Too high schedule to start latency with fine metrics

Hi everyone, I’ve deployed Temporal cluster to a K8s with PostgreSQL, located on AWS.

Everything is fine with metrics, except schedule_to_start, what am I missing?

I have low persistence latency, low requests_latency, low history_latency, I even have just one workflow, but schedule_to_start with workflows and activities is too high, over 800ms in average and 1.5s max, there is no issues within lots of workflows (as I said, I just run one), there is no also problem in numHistory shards. My PostgreSQL seems fine, according to the AWS metrics.

Please, help me to find out the bottleneck, I saw sort of similar question already, but there is no answer to it.

I thought the problem is in PostgreSQL, because I’ve made 512 history shards (default value) in the database with only 2 RAM and 2 cores, but according to AWS, it seems fine.

Thank you! Looking for your answers or hints!

| but schedule_to_start with workflows and activities is too high, over 800ms in average and 1.5s max

from server metrics take a look at

sum(rate(persistence_requests{operation=“CreateTask”}[1m]))

and share please. Also show from sdk metrics your worker_task_slots_available, filter by worker_type.

If persistence requests for CreateTask are low and your task slots available for WorkflowWorker/ActivityWorker are not depleted (go to 0 when your schedule to start latencies are high)
then consider upping workflow and activity task pollers from default 2/2 in Go to possibly 10/10 and see if that makes a difference.

Unfortunately, this didn’t help. I assume, the problem is in high latency between the Temporal cluster and the persistence as it is located on different clouds. I tried to move them to the one cloud and the problem seems to be disappeared. Also I move them to the one VPC and subnet. But is this a problem indeed? Does Temporal do too much transaction to a persistence, so in the sum, overall latency is too high? Which metrics can I expose to proof it? I need something like the network latency between the Temporal cluster and the persistence or the amount of requests to a persistence made to the persistence to complete the workflow.

You can look at service metrics:

  1. persistence latencies

histogram_quantile(0.95, sum(rate(persistence_latency_bucket{}[1m])) by (operation, le))

  1. service latencies

histogram_quantile(0.95, sum(rate(service_latency_bucket{service_type=“frontend”}[5m])) by (operation, le))

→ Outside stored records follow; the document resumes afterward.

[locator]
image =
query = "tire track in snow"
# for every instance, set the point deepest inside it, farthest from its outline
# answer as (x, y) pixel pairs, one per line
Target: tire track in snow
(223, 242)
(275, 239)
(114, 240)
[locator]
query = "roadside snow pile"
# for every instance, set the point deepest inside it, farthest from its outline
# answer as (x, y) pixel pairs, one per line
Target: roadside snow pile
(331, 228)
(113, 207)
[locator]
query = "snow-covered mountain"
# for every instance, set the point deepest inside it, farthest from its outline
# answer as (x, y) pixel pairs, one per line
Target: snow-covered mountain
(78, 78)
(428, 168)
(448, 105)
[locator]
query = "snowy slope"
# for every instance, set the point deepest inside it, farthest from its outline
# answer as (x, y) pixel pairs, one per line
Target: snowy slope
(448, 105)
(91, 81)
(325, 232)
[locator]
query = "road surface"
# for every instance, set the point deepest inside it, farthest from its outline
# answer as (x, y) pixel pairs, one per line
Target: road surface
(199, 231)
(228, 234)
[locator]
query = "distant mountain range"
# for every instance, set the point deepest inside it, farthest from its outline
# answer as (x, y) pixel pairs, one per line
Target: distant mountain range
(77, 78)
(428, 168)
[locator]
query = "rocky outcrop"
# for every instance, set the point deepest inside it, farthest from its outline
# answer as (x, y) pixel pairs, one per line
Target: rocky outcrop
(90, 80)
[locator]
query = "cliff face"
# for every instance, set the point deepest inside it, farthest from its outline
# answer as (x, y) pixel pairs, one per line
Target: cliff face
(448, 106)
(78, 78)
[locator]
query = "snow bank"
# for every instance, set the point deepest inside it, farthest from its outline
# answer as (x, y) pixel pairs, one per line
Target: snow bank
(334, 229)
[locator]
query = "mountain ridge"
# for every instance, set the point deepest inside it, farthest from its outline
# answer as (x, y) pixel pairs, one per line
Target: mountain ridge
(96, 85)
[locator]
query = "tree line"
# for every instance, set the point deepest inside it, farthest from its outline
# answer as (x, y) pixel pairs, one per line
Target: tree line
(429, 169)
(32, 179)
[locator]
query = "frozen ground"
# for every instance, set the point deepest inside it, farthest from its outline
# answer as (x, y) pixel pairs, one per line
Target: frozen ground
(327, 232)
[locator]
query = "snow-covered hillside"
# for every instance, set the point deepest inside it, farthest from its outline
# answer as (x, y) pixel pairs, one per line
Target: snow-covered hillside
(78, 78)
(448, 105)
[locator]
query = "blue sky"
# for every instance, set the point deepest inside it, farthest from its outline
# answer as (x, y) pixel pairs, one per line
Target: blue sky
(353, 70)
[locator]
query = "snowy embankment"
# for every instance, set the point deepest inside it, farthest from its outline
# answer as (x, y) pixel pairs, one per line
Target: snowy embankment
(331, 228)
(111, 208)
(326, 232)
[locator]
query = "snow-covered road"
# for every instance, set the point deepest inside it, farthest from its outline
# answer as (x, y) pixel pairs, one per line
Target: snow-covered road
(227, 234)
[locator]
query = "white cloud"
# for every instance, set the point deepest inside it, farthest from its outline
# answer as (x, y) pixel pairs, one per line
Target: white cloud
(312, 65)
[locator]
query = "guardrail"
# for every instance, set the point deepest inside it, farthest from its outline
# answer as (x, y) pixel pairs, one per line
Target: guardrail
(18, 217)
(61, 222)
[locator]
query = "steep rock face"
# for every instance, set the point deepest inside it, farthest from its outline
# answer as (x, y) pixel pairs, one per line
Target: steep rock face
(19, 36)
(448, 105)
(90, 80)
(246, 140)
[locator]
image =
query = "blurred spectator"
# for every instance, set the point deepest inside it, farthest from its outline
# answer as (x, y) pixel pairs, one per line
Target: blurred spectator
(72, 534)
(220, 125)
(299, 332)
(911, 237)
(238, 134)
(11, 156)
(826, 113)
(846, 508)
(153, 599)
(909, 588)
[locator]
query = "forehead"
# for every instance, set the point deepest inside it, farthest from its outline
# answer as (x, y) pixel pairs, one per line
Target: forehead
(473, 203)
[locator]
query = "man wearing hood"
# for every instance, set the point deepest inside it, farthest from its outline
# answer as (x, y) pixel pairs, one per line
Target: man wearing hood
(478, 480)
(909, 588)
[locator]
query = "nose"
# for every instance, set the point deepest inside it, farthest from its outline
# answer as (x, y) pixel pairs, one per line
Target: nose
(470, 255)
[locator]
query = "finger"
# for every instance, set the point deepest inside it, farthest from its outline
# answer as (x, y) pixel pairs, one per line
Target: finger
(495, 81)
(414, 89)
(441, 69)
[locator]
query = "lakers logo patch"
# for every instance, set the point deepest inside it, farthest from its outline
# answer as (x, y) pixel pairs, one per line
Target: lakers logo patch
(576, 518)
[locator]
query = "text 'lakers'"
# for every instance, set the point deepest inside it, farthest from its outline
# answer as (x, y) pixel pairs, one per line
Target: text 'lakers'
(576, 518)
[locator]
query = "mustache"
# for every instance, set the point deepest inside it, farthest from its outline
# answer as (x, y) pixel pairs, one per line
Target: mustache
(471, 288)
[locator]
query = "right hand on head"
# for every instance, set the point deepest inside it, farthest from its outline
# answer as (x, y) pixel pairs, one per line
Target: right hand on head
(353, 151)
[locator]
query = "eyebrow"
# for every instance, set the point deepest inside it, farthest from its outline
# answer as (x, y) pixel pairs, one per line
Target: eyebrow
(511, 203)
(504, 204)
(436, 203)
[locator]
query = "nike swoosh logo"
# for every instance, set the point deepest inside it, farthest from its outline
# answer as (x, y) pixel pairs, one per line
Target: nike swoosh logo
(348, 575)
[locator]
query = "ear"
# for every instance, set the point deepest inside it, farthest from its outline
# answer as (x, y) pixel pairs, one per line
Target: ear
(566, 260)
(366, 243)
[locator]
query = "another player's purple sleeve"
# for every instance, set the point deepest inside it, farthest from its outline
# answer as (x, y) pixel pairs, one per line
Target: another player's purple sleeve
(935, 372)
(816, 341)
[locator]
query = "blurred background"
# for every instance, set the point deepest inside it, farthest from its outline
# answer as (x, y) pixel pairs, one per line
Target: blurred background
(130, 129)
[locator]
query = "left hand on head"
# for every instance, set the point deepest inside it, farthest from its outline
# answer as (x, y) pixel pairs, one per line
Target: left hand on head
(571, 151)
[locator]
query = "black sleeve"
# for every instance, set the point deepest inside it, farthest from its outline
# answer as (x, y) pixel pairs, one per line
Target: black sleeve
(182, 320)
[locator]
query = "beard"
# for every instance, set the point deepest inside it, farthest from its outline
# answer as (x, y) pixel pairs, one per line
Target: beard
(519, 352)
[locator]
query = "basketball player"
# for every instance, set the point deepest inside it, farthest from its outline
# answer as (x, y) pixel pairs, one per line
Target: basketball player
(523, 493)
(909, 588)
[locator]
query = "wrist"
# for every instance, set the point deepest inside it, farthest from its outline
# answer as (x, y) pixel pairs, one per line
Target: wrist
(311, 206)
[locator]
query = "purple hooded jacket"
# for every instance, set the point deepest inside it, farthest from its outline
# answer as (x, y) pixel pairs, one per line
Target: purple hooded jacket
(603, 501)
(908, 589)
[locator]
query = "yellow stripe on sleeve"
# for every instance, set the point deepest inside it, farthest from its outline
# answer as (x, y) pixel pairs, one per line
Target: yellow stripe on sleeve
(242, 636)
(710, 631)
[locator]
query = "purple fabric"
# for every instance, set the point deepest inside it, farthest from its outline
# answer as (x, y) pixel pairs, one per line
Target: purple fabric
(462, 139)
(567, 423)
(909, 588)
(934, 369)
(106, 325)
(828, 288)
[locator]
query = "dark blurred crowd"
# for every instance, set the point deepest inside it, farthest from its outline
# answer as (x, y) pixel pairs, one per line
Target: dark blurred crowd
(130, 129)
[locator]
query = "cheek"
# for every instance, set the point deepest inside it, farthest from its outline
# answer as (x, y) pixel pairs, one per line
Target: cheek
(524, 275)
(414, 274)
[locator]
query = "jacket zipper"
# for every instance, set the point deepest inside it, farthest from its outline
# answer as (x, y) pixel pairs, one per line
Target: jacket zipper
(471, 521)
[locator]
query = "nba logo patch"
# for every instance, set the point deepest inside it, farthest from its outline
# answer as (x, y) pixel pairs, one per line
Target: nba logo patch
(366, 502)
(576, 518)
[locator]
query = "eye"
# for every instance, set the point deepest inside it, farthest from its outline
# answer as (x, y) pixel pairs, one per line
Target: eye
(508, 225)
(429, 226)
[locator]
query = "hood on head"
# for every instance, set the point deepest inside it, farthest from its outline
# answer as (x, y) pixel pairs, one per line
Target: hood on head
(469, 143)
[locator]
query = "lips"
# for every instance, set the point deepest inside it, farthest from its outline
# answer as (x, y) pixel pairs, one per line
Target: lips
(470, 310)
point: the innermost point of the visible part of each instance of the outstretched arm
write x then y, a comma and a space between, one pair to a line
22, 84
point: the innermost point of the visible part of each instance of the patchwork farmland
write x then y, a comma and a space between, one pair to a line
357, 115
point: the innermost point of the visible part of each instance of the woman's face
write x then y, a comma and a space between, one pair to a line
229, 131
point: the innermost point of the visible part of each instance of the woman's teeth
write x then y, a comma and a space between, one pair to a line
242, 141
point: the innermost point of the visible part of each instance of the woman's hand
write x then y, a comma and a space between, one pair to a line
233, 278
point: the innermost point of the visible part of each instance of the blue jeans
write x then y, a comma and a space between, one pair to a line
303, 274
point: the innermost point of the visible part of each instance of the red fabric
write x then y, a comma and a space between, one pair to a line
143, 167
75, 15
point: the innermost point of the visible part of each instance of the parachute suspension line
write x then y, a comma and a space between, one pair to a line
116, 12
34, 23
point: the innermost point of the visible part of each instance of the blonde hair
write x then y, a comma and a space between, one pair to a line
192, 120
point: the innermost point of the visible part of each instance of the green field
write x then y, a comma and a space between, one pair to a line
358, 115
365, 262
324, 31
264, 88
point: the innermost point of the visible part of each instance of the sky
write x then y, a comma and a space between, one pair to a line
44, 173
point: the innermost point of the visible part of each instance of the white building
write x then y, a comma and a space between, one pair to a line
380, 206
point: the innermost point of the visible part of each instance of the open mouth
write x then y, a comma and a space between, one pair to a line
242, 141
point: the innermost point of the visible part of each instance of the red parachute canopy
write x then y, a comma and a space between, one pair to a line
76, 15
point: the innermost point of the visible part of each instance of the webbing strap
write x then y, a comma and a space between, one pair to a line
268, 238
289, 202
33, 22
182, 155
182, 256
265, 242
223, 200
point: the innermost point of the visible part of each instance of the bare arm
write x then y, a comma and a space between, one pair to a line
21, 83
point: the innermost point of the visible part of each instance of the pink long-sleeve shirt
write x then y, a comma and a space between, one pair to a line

(change between different service_type)

  1. for use case would look at

sum(rate(persistence_requests{operation=“CreateTask”}[1m]))

which can give you an indication of backlog (number of tasks that needed to be persisted to db and could not be dispatched to workers right away)

would also look at your resource exhausted graphs:

sum(rate(service_errors_resource_exhausted{}[1m])) by (operation, resource_exhausted_cause)

to see if maybe you are hitting any qps limits

I have tried histogram_quantile(0.95, sum(rate(persistence_latency_bucket{}[1m])) by (operation, le)), but it’s strange, it always display 1s (or 1000 as a number) or I could not understand, how this metrics exactly works. The same thing with service metrics, also there are no errors at the last metric.

So could it just be the problem with the fact, they are in the different cluster and subnet? Also, does Temporal make huge number of persistence requests to complete a workflow? I mean, it’s not like 1 or 2, but more than 10 or even 100?